Apple plans to enhance Vision Pro with Apple Intelligence and new features, while its ambitious Siri overhaul faces technical challenges and possible delays.
And Google launched a Gemini-powered AI tool to assist biomedical scientists in hypothesis generation and research acceleration.
Kids these days
As if the threat of automation weren't enough, the programming industry now has a new worry: new junior developers can't actually code.
Between the lines:
To some extent, I agree with the core premise: AI tools let junior devs copy/paste generated code blocks and error messages back and forth without thinking about how the code works or how it might break.
As a whole, the industry is headed towards a difficult spot: after years of programmer shortages, job openings have hit a five-year low. And it's even bleaker for juniors - many companies don't want to train junior devs, while companies like OpenAI and Meta are banking on replacing mid-level engineers as soon as this year.
For what it's worth, senior developers aren't entirely replaceable just yet. OpenAI released SWE-Lancer, a benchmark consisting of real-world freelance coding tasks - and the latest models barely cracked 40% completion.
Elsewhere in AI anxiety:
Anthropic asks a court to nix a DOJ remedy that would block Google from investing in AI startups, saying it would harm competition.
Sam Altman and OpenAI's board weigh governance changes, including special voting rights for its nonprofit board, to deter hostile bids.
NIST plans to cut 497 people, including most staff at its Chips for America program, leaving the AI Safety Institute's future uncertain.
And the UK recast its AI Safety Institute as an AI Security Institute, without bias concerns, following JD Vance's criticism of "hand-wringing about safety".
Things happen
Le Chat tops 1M downloads in just 14 days. HP acquires Humane's assets for $116M. Fiverr unveils tools for gig workers to configure AI models trained on their work. Former OpenAI CTO Mira Murati launches AI startup Thinking Machines Lab. Please Stop Inviting AI Notetakers to Meetings. Investors plan massive AI data center in South Korea. How militaries and startups use AI to safeguard deep-sea infrastructure. Anthropic expects to burn $3B in 2025. NYT greenlights select AI tools for staff use. Match is using AI to detect men's "off-color" messages on Tinder. Walmart's tech and AI investments help it take on Amazon. US states consider "algorithmic discrimination" bills similar to EU's AI Act. Sources describe disputes at Google over AI efforts. Detecting AI agent use and abuse. DeepSeek's rise turns spotlight on Hangzhou as China's AI hub. Perplexity releases Deep Research feature more widely. Dell nears $5B+ deal with xAI for servers. How Altman blindsided Musk with $500B Stargate deal. South Korea suspends DeepSeek app downloads over data rules.
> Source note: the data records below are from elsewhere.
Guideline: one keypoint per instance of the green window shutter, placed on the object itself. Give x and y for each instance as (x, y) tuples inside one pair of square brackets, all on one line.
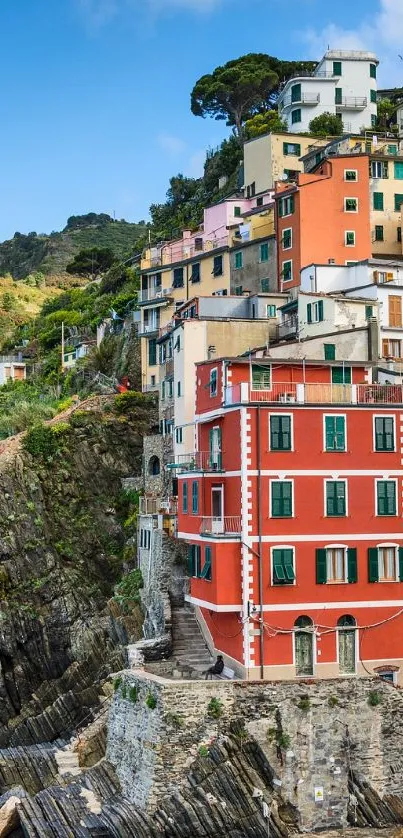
[(373, 566), (352, 574), (378, 200), (321, 567)]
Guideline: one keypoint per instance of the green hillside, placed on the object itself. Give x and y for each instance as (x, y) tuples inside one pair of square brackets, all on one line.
[(23, 255)]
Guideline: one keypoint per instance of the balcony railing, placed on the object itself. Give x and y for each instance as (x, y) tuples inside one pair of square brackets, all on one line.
[(316, 394), (226, 525)]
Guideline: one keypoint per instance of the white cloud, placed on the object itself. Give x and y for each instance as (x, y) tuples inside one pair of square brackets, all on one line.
[(383, 34)]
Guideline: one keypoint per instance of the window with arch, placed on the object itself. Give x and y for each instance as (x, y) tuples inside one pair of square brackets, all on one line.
[(304, 644)]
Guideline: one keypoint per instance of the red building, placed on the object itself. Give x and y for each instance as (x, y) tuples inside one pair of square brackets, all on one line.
[(292, 512)]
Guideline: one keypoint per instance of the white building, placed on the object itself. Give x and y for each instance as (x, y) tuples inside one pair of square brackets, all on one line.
[(343, 83)]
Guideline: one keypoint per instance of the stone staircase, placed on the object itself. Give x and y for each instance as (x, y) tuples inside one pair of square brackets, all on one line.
[(189, 646)]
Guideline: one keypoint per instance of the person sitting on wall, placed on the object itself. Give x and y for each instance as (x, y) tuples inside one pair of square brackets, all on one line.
[(216, 669)]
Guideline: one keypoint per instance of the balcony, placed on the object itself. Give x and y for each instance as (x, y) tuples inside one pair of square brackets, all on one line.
[(326, 393), (229, 525), (352, 103), (198, 461)]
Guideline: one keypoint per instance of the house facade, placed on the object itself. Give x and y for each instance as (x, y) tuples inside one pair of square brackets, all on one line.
[(291, 509)]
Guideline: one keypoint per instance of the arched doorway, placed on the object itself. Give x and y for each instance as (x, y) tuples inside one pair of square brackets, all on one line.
[(346, 641), (303, 646)]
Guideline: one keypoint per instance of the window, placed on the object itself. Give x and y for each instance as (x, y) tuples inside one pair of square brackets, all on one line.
[(314, 312), (287, 238), (280, 432), (283, 566), (178, 278), (218, 266), (335, 498), (195, 497), (264, 252), (385, 563), (195, 275), (384, 433), (386, 497), (206, 569), (330, 351), (287, 271), (152, 352), (286, 206), (291, 148), (379, 169), (335, 433), (213, 382), (281, 498), (378, 200)]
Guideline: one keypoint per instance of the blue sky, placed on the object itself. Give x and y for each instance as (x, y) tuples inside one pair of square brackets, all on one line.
[(95, 109)]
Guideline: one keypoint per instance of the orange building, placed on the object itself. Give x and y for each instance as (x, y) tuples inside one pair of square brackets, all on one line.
[(292, 512), (323, 218)]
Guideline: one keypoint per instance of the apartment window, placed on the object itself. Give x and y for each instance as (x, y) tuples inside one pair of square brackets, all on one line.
[(395, 311), (283, 566), (379, 169), (292, 148), (385, 563), (195, 275), (178, 278), (281, 499), (152, 352), (335, 498), (386, 497), (218, 266), (335, 433), (184, 497), (384, 433), (264, 252), (287, 238), (280, 432), (287, 271), (314, 312), (286, 206), (213, 382), (330, 351), (378, 200), (195, 497)]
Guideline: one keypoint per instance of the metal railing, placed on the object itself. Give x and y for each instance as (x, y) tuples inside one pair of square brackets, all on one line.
[(221, 525)]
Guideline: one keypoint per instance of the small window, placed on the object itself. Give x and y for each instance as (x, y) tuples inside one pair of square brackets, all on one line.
[(281, 499), (283, 566)]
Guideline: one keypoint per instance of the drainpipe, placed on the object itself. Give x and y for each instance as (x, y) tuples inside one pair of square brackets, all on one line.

AI killed the tech interview - now what? Nvidia launches AI platform to teach ASL. EU organizations partner to develop open-source European LLMs. Google removes Gemini support from main iOS app. Q&A with Satya Nadella on Microsoft's AGI plan and more. ChatGPT crosses 400M weekly active users. Zuckerberg lobbies senators on AI at US Capitol. Meta leads charge against EU's AI Act. ASE Technology opens new plant in Malaysia. EU digital chief says AI regulation reduction not due to US pressure. The Generative AI Con. Woman gets banned for AI voice clone saying "arse". My LLM codegen workflow.
Last week's roundup
Plus whatever the hell this is from Clone Robotics.
What are the downsides to not understanding the kernel? I see this happening everywhere, not just in CS and related fields - like nobody knows how to write cursive any more, and pretty soon maybe nobody will remember how to make letters with a pencil. Before that, we sort of phased out memorizing long passages, etc.
With each of these, and over a long enough time frame, the trade off was worth it; but shorter term, I reckon there were some very disruptive moments. I'm guessing the lack of folks understanding how these core languages actually work will lead to some surprises, but also that we get past this awkward, temporary phase where it hurts us more than it helps us.